The registration statement, when relating to a security other than a security issued by a foreign government, shall contain the information the Registrar of Corporations by rule or regulation shall require for the protection of investors, and shall contain the approval of the Cabinet of the issuance, sale, exchange or transfer of such security. [71 TTC 1970, §3; 71 TTC 1980, §3, modified.]


§106. Stop orders.


The Cabinet may issue a stop order against any security transaction subject to this Act if after approval of such transaction it appears that:


(a) the registration statement includes any untrue statement of a material fact or omits to state any material fact necessary to make the statements therein not misleading; or


(b) upon examination by the Registrar of Corporations of the books, records, practices and management of the issuer, material misrepresentations or misleading statements were made at the time of registration and approval under the circumstances prevailing at the time of examination. [71 TTC 1970, §4; 71 TTC 1980, §4, modified.]


§107. Review of orders.


(1) Any person aggrieved by an order of the Cabinet may obtain review on the record upon which the order was based, by filing a petition for review in the High Court within sixty (60 (60) days of entry of such order, asking that it be modified or set aside.

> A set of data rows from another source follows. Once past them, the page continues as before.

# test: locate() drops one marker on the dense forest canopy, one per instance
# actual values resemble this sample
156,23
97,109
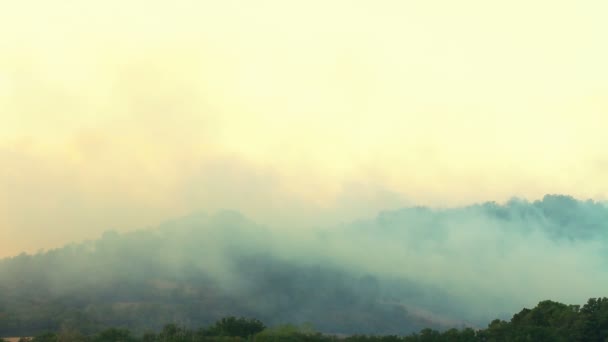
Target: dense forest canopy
549,321
397,273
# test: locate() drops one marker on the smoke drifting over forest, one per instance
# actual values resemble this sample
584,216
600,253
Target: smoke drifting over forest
397,272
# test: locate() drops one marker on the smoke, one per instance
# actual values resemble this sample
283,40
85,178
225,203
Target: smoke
440,267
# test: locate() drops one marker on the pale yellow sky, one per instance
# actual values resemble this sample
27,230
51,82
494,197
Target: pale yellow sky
119,114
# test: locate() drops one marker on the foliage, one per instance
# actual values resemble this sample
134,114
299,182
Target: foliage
548,321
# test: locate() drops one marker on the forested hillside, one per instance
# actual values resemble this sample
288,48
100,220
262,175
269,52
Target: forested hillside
398,273
549,321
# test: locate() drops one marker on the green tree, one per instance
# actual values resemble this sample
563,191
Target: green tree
236,327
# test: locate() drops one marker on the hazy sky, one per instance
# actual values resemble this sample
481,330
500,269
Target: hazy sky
120,114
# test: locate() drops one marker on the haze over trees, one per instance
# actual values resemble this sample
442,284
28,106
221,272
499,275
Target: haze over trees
549,321
397,273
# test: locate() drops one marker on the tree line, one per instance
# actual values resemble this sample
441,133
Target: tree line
548,321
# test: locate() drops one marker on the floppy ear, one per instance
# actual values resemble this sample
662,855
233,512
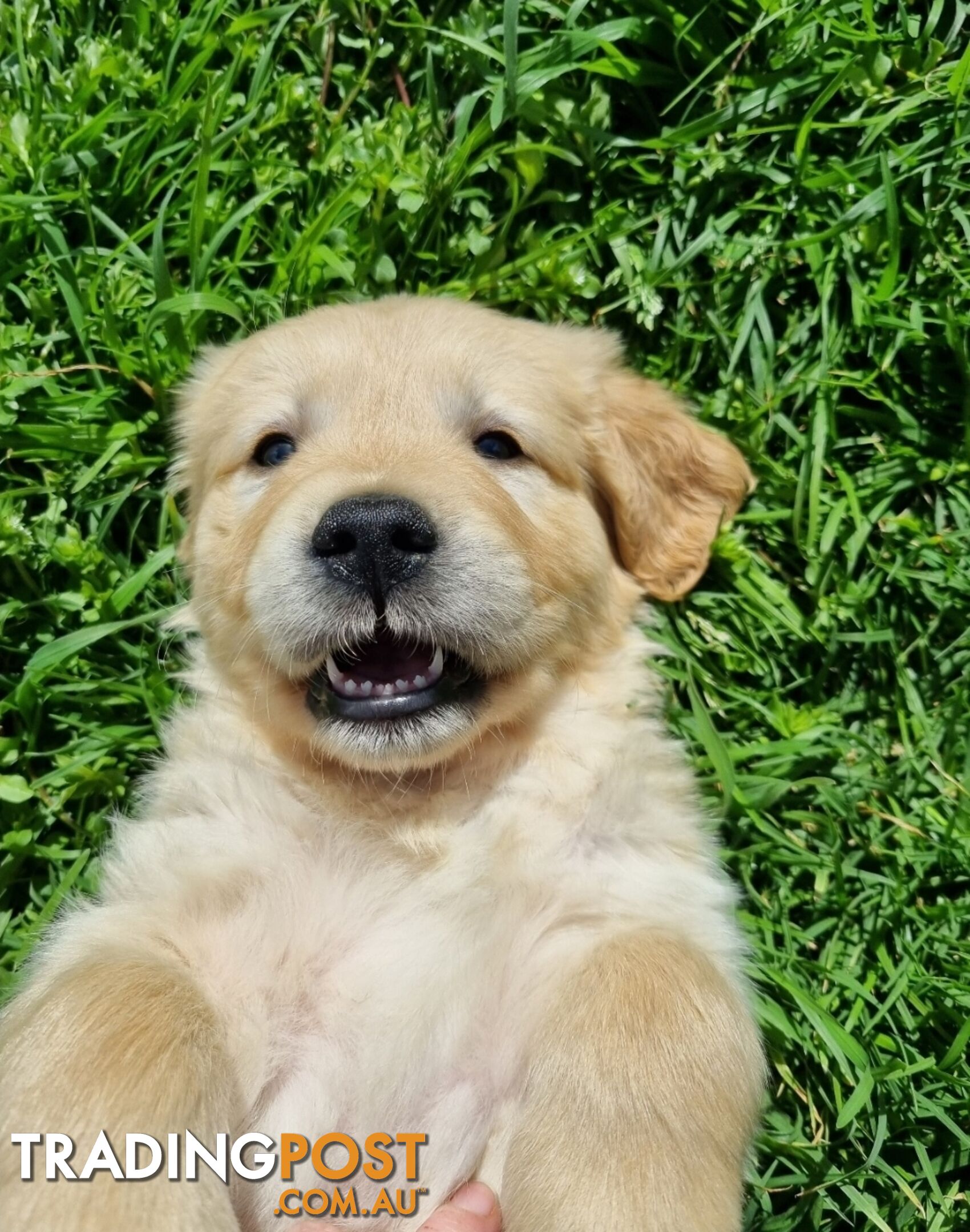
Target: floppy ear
668,483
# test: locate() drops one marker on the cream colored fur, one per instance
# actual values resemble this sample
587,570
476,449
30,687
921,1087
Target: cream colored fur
519,943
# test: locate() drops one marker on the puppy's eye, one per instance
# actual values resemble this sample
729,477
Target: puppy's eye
498,447
274,450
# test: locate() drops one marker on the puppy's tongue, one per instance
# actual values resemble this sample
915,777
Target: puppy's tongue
383,667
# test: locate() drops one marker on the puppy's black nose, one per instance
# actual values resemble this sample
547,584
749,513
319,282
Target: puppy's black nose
375,542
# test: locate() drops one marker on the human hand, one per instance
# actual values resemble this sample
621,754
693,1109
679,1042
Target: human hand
472,1209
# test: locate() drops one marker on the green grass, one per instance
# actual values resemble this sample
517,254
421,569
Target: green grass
767,200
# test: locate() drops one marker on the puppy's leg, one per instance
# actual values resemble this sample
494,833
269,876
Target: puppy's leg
641,1098
125,1045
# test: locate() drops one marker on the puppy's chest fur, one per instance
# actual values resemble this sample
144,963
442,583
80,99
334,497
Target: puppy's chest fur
389,977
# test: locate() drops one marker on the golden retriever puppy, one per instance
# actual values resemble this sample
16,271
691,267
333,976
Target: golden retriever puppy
421,857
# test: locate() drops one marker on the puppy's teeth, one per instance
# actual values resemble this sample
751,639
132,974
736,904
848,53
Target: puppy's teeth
334,673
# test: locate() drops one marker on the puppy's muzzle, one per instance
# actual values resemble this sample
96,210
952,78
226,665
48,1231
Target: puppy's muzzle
374,542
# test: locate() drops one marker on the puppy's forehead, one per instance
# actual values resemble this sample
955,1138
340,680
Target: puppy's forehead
418,359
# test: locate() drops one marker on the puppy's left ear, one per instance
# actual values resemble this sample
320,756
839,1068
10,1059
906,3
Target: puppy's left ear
668,483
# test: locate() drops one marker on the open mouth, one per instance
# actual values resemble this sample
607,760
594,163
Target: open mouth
387,676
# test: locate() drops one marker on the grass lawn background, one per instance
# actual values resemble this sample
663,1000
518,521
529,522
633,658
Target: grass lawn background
767,201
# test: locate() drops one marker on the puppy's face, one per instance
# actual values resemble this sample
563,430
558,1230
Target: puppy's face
411,520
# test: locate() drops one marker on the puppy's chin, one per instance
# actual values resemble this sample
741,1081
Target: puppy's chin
306,731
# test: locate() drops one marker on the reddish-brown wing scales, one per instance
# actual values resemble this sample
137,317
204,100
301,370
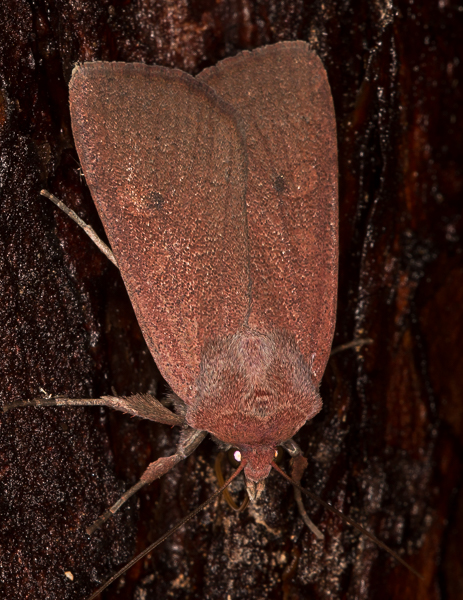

(2) The findings of the Registrar of Corporations as to facts, if supported by evidence, shall be conclusive.


(3) The decision of the High Court shall be subject to review by the Supreme Court on appeal in accordance with law or rule. [1 TTC 1970, §5; 71 TTC 1980, §5, modified.]


§108. Exemptions.


(1) The provisions of this Act shall not apply to the following classes of securities:


(a) any security issued or guaranteed by the Republic;


(b) any security issued by any entity organized and operated exclusively for religious, educational, benevolent, fraternal or charitable purposes and not for pecuniary profit, no part of the net earnings of which inures to the benefit of any person or individual;


(c) certificates issued by a receiver or trustee in bankruptcy, with the approval of the court;


(d) any security exchanged by the issuer with its existing security holders exclusively;


(e) any security which is issued in exchange for one or more bona fide outstanding securities, claims or property interest or partly in exchange and partly for cash, when the terms and conditions of such issuance and exchange are approved by the Cabinet as to the fairness thereof; or


(f) any commercial paper which arises out of a current transaction or the proceeds of which have been or are to be used for current transactions, and which evidences an obligation to pay cash within nine (9) months of the date of issuance, exclusive of days of grace or any renewal thereof.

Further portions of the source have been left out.